What is the point of shooting the film if you don't have some specific application in mind? You have to somehow monitor your progress getting from Point A to B. It's like learning to ride a bicycle. At some point, if you want to learn how to ride a bicycle, you just gotta do it. Sure, there will be some scrapes and bruises; but how else are you going to learn? Buy a light meter and learn how to use it. Take a darkroom class. But if this calibration talk sounds too inconvenient, then don't complain if the results are unpredictable and disappointing. It won't be the fault of the film.
 

If the shutter is not accurate, one needs to get the camera adjusted. Changing the film speed will not fix that problem.
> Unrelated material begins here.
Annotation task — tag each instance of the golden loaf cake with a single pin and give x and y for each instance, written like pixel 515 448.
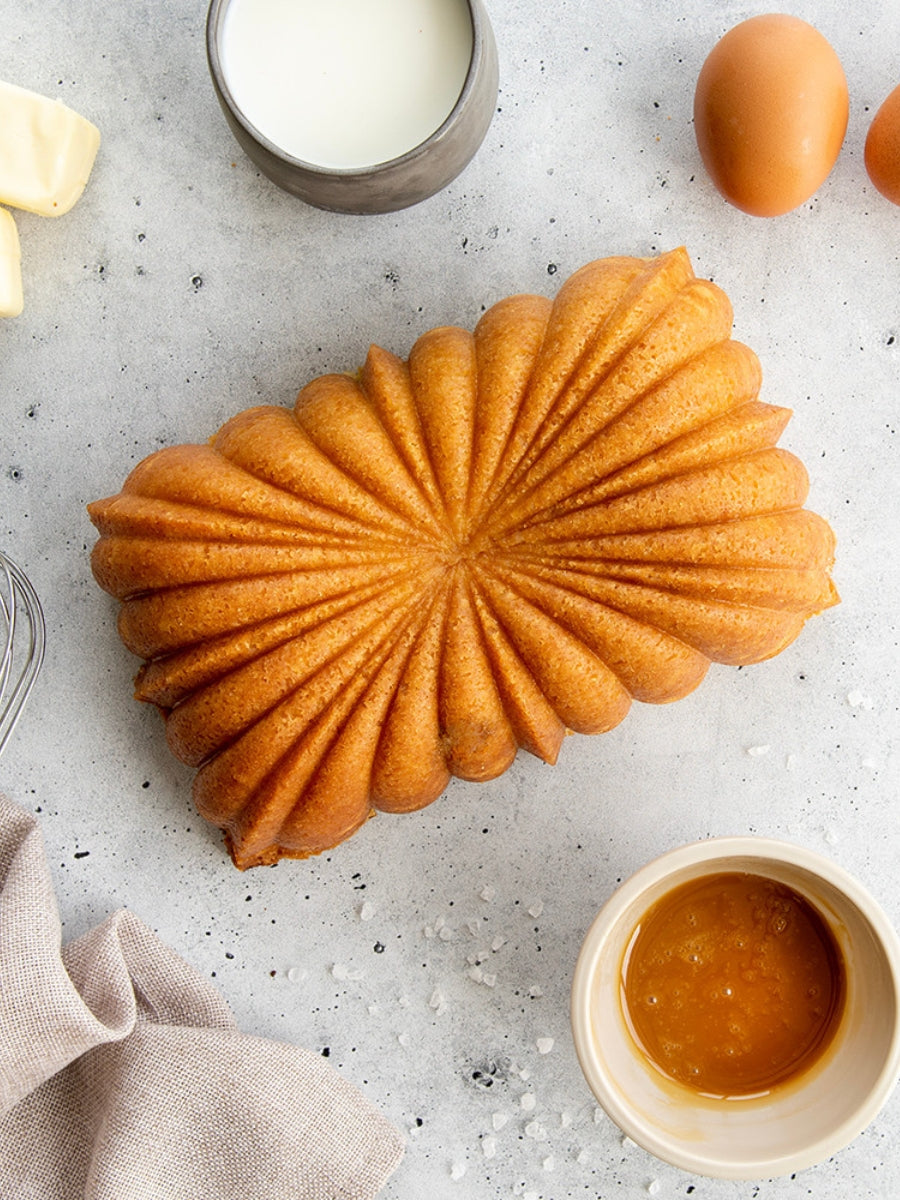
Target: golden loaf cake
pixel 432 563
If the light meter is off, it needs to be calibrated or the exposures will be under or over exposed. Changing the film speed would be hit or miss. If one cannot get the light meter corrected with the adjustment screw, it is worth spending less than $100US to get it properly adjusted rather than lossing one photograph after another futzing around.
 

Thanks for this post.
If a lab is half decent, they won't ruin your film, and they will develop your film predictably.
All of which will give you the opportunity to tweak what you do to get the best results from what the lab gives back to you.
Yes, you can refine things further by doing your own developing, but the differences should be fairly subtle. And yes you can add a few more tricks to your toolbox if you have the ability to adjust both your exposure and your development, in tandem.
And of course, if you are reasonably methodical, you can learn to develop film well, and exactly the same way every time. Much like a good lab.
One point though about one of your observations. The discussions about fixing times aren't about calibration - they are about maximizing utility (capacity) and dealing with some special issues like residual dyes that sometimes show up.
The manufacturer's recommendations are sometimes more conservative than necessary.